This repository has the implementation of hyperparameter tuning techniques (GridSearchCV and RandomSearchCV) on K-Nearest Neighbour (KNN) algorithm, from scratch.
A 10,000 sampled dataset is randomly generated, having 2 classes 0 and 1. So, its a randomly generated binary classification dataset.
Hyperparameter Tuning is the process of selecting the best set of hyperparameters which will result in the best ML model. Consider KNN algorithm which has a hyperparameter called 'k' (k is the number of nearest neighbours to the query data point).
For different values of k, we get different scores for train and cv/test dataset and then we select best k value given some selection criteria. Now, this set of hyperparameters can be selected randomly or we can hardcode them.

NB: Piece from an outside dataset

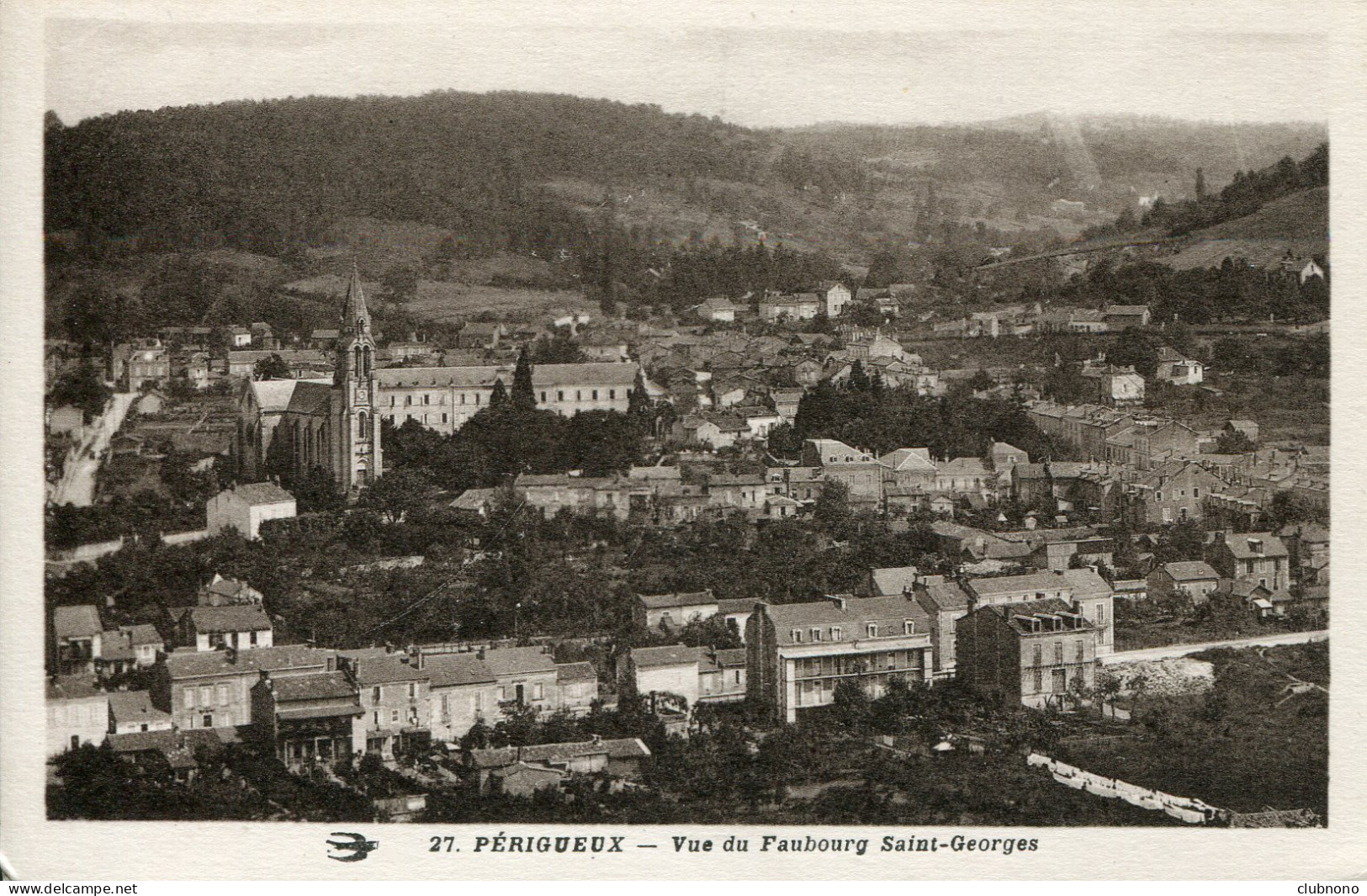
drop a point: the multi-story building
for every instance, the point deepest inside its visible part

Cross Validation is a technique in which ML models are trained on the subset of the dataset(part of the dataset), which we call training data, and then evaluate the performance of the trained model on the another subset of the same dataset, which we call cross-validated/test dataset.

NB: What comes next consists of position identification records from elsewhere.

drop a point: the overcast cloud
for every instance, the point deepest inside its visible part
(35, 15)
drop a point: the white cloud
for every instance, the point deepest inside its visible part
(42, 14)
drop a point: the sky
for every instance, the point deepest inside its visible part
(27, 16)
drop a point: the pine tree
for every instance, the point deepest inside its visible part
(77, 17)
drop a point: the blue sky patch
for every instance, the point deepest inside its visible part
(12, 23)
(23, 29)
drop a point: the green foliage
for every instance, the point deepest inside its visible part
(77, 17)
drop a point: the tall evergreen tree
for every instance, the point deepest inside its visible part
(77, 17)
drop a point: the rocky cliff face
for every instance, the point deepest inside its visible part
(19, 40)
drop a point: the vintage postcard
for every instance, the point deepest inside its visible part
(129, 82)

Without cross validation we can't say much about the trained model's performance on the test data. So, cross validation plays a vital role in Machine Learning.

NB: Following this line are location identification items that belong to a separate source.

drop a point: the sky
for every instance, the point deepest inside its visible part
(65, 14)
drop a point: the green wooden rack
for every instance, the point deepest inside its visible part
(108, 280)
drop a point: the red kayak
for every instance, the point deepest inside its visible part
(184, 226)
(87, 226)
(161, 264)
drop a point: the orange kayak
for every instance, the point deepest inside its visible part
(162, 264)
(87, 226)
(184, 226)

In this method,the data-set is split into k number of subsets(known as folds). All the subsets/folds of data are trained except 1 which is (k-1) fold/subset which is considered for the evaluation of the trained model. In this method, we iterate k times with a different subset reserved for testing purpose each time.
There are different techniques to perform hyperparameter tuning. The techniques implemented in this project are RandomSearchCV and GridSearchCV.
In Grid Search Cross Validation technique, all the possible parameters combinations are taken into consideration, which makes it computationally more expensive than Random Search CV. Benefit however is that if you run it on a broad parameter space you will get the "best" parameter settings possible.